Environmental groups use Chernobyl as an argument against nuclear power. But even those in favor of nuclear power generation admit that not one nuclear power station around the world has been decommissioned successfully. It's costly and technically challenging because experts say there is no way to fully decontaminate the site from nuclear waste.
Nearby there is a graveyard of vehicles used in the Chernobyl catastrophe: 2,000 helicopters and fire trucks and even the buses that evacuated and relocated some 200 thousand people.
The first thing you notice in that graveyard is all the hoods are open. Look closer and the engines are gone. The security guard says there have been a lot of looters, but the local administration has also been selling off the contaminated engines. Where are they now? No one knows.
Firefighter Anatoly Zakharov's truck is likely there in that field. Of the 28 firefighters first on the scene with him that morning in 1986, 12 of them are dead.

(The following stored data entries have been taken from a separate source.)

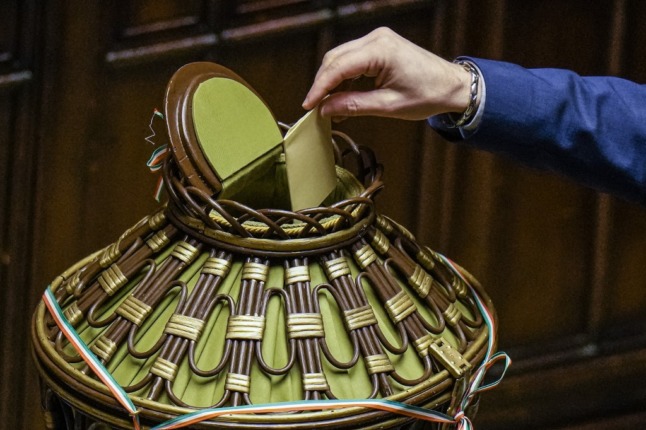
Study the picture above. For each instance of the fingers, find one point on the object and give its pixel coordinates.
(357, 103)
(347, 61)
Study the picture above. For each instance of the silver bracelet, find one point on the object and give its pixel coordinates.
(473, 95)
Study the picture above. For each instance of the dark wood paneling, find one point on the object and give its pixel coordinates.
(18, 156)
(564, 264)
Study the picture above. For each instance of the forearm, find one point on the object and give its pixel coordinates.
(590, 129)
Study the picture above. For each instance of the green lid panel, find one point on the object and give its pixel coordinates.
(234, 127)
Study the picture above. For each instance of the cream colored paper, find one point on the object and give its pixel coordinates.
(309, 160)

Today Zakharov shows us scars on his leg from radiation burns, his knee where a cancerous tumor was recently removed and says he spends up to a month in hospital every year getting blood transfusions and bone marrow transplants.
"Just before my friends died, they all said the same thing: their bones hurt and it hurt just to move." Zakharov said. "That's how I feel now."
Twenty years after Chernobyl. For the land and the lives it's touched, Chernobyl is a living disaster.